Há na mostra um exemplo dessa admiração por Manzoni, o registro fotográfico de uma performance de Cildo (Atlas, 1995/2006) plantando bananeira em cima da escultura Socle du Monde (Base do Mundo, 1961) do artista italiano. O brasileiro vira um Atlas ao contrário, inversão que subverte a narrativa mitológica do titã que sustenta o mundo nas costas.

A aparência dos objetos quase sempre engana o espectador nas obras de Cildo.
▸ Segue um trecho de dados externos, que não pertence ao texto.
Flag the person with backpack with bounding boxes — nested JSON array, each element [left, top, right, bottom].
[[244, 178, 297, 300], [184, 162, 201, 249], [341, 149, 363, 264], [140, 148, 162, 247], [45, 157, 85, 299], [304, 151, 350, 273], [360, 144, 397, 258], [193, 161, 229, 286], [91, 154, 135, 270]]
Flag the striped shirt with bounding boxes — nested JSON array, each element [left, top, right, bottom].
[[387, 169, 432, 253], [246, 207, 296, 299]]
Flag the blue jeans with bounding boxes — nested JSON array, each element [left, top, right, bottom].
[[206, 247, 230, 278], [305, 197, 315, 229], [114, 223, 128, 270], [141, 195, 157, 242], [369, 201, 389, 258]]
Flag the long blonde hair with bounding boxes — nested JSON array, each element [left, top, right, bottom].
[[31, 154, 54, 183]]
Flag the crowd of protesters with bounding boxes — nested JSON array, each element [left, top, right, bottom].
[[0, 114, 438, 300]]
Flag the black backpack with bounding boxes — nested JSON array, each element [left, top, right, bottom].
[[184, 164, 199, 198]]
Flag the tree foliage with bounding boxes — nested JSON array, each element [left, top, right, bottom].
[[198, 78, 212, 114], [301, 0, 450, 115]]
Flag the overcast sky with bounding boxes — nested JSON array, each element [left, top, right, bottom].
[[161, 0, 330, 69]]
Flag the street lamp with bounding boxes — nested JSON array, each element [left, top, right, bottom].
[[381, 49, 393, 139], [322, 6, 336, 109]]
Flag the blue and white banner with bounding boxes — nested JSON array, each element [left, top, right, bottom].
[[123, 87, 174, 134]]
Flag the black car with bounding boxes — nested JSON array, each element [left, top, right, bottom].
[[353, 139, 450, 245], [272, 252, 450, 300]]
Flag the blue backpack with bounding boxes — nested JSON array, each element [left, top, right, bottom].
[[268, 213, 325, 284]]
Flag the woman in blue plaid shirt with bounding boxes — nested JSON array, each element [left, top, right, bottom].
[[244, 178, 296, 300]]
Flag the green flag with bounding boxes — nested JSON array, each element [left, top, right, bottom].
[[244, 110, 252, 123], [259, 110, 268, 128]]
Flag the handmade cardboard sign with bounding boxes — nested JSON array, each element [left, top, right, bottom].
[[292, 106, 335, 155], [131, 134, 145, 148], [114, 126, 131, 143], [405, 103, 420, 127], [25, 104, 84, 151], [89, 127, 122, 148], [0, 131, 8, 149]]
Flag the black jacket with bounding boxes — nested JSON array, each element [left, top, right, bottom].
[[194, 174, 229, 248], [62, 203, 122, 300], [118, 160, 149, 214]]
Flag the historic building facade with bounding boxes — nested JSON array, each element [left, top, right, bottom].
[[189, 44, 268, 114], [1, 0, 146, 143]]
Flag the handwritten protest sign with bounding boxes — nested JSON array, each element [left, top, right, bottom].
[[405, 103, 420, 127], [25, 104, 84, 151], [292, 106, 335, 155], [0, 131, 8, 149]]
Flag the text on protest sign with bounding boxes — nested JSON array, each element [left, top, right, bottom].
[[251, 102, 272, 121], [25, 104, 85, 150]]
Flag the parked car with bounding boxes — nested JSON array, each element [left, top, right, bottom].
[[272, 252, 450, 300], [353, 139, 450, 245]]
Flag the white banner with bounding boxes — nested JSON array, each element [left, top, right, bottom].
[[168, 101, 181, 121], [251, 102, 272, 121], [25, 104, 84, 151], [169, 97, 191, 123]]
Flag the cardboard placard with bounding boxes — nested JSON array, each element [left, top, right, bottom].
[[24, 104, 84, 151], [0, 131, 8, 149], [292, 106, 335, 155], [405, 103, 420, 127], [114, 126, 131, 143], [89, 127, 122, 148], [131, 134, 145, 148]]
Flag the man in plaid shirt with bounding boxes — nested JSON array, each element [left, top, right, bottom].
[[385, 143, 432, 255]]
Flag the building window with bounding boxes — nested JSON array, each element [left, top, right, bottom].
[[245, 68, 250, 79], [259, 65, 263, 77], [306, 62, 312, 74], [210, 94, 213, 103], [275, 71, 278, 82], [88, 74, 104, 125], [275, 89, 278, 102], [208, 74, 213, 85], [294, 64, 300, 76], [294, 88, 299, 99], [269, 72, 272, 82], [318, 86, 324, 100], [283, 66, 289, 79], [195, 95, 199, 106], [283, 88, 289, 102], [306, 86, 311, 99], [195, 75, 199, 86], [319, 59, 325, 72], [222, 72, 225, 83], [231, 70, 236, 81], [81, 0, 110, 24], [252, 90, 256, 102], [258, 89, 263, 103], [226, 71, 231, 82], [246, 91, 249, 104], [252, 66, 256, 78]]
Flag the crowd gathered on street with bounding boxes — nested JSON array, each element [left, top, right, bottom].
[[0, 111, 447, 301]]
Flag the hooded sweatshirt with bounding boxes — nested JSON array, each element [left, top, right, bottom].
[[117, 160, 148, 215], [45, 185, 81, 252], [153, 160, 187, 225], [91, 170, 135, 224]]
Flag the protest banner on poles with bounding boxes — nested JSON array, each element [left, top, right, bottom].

Ele conta que, ao conceber a instalação Eureka/Blindhotland (1970-195), procurou uma indústria para fabricar esferas do mesmo tamanho e de diferentes pesos que pudessem ‘enganar’ os olhos – o conceito da instalação é acionar outros sentidos além da visão, para perceber o entorno (o título,Terraquentecega, faz alusão à Brasília, onde o que se vê não é exatamente aquilo que é). “É uma obra que deve muito a Borges e Kafka, especialmente a um conto do último, em que um burocrata é perseguido por uma esfera que quica o tempo todo”. 

A exemplo de Kafka, as criações de Cildo não partem do espaço metafísico, mas do cotidiano, de objetos reconhecíveis como a escada da obra Descala (2003), cuja origem é um projeto desenvolvido para Siena (Itália). “Estava no avião a caminho de São Gimignano quando me veio à cabeça a imagem de uma escada dentro de um poço”, conta. Uma escada disfuncional seria, então, enterrada 40 metros abaixo da terra e suspensa em direção ao céu com a mesma altura. No Sesc Pompeia, essa escada é desconstruída, restando o grafismo do seu desenho.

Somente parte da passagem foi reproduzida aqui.